So I have a certain HDF5 database I’d like to write to it a few datasets in parallel. Since I am a noob with mpi4py and I barely understand how it works, I asked for help from an AI,and together we sketched this minimal example Python script:
from mpi4py import MPI
import h5py
import numpy as np
import time
import os
# Monkey-patch h5py.Dataset with the append method
def append_h5py_dataset(self, value):
value = np.array(value)
if value.shape != self.shape[1:]:
raise ValueError(
f"value has shape {value.shape} while every line's shape in the "
f"data is {self.shape}."
)
self.resize(self.shape[0] + 1, axis=0)
self[-1] = value
h5py.Dataset.append = append_h5py_dataset
# Initialize MPI
comm = MPI.COMM_WORLD
rank = comm.Get_rank()
size = comm.Get_size()
# Abort if not run with mpirun
if size == 1:
raise RuntimeError("This script must be run with mpirun or mpiexec.")

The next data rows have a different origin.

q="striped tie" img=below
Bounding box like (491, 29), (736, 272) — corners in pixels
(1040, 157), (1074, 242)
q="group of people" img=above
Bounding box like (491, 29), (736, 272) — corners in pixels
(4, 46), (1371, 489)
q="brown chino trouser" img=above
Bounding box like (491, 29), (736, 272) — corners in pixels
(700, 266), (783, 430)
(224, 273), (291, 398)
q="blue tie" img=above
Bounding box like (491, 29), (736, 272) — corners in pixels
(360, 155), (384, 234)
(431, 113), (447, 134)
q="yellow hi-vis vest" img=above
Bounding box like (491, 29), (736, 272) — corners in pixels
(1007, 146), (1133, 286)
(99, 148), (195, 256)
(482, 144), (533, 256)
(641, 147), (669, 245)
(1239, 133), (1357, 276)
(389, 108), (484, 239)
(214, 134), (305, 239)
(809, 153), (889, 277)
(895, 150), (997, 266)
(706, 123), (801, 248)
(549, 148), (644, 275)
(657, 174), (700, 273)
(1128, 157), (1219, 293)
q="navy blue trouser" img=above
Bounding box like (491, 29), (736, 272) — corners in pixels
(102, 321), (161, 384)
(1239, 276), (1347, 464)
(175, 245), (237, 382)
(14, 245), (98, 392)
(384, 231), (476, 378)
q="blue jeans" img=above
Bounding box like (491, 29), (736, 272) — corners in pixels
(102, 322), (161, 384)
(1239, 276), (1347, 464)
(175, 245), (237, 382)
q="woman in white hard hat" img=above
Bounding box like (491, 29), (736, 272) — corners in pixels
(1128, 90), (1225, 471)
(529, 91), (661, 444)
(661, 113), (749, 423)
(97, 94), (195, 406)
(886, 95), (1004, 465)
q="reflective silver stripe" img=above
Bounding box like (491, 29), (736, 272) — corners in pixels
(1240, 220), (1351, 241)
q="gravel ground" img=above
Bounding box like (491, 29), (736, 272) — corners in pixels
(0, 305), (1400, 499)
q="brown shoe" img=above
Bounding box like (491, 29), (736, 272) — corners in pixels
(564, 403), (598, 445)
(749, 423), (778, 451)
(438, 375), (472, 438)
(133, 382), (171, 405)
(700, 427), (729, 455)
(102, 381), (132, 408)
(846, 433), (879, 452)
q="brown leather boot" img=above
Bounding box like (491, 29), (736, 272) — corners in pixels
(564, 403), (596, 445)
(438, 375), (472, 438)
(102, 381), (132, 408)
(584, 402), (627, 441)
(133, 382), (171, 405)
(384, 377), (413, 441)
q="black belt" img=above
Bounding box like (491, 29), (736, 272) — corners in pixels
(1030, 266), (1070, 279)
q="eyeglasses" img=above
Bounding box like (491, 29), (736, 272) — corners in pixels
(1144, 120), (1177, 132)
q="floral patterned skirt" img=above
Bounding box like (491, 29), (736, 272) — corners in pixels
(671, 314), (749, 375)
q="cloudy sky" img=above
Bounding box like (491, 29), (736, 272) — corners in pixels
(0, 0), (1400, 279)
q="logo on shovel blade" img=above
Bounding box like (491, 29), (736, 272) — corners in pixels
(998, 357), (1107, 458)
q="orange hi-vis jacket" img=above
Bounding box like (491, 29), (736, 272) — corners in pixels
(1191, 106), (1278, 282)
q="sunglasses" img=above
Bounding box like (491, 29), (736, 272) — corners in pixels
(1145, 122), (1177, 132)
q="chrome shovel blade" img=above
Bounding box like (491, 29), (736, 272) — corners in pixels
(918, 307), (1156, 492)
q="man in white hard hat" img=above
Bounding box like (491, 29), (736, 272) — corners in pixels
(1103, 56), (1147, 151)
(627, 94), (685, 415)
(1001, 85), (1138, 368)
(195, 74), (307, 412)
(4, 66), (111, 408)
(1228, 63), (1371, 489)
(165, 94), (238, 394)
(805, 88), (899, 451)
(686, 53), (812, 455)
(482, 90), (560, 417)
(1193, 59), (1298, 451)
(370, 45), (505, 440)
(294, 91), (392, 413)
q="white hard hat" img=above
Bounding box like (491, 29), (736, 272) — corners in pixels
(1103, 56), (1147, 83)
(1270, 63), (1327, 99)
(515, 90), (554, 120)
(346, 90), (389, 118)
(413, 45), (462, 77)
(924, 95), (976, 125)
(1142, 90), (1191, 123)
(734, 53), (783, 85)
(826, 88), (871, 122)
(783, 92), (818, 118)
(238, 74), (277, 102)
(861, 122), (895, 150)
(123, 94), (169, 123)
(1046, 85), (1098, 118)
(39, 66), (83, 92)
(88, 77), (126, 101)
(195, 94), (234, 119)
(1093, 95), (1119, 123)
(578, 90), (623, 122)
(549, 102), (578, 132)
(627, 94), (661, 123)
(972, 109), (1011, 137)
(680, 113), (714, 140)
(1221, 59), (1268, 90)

# List of integers between 10 and 20, size 6
integers = [12, 14, 16, 18, 11, 13]
# File path
file_path = "parallel_hdf5_example.h5"
# Remove the file if it exists (only rank 0 does this to avoid race conditions)
if rank == 0:
if os.path.exists(file_path):
os.remove(file_path)
comm.Barrier() # Synchronize all processes after file removal
# Function to process an integer
def process_integer(i):
rng = np.random.default_rng(i)
try:
with h5py.File(file_path, mode="a", driver='mpio', comm=comm) as h5file:
# Create dataset if it doesn't exist
if f"/{i}" not in h5file:
# Create dataset with a single float
h5file.create_dataset(f"/{i}", data=[rng.uniform(0, 1)], maxshape=(None,))
# Append data in a loop
dataset = h5file[f"/{i}"]
for _ in range(i): # Use `i` as the loop range
time.sleep(0.1) # Simulate intensive computation
new_data = rng.uniform(0, 1) # Single float
print(f"integer {i} gained new data {new_data}")
dataset.append(new_data) # Append directly (no list wrapping)
# Print completion message
print(f"Process {rank} finished processing integer {i}")
except Exception as e:
print(f"Process {rank} encountered an error while processing integer {i}: {e}")
# Distribute integers across processes
for idx, i in enumerate(integers):
if idx % size == rank:
print(f"Process {rank} processing integer {i}")
process_integer(i)
# Synchronize all processes
comm.Barrier()
if rank == 0:
print("All processes have finished.")
When running it, only the rank 0 process finishes processing it’s integer… If I add an h5file.flush() statement right after the for _ in range(i) loop, it hangs there and doesn’t print me the finished processing line no matter what is the rank… Also the except Exception thing doesn’t print anything…
Any idea why is that? Maybe it is due to the way I append to the datasets? Is it a known issue that resizing datasets in parallel with mpi can cause issues?
Installed versions info:
h5py==3.12.1(I know that 3.13.0 was just released but I haven’t tested it yet).mpi4py==4.0.1(I know that4.0.3was also recently released but it too wasn’t tested).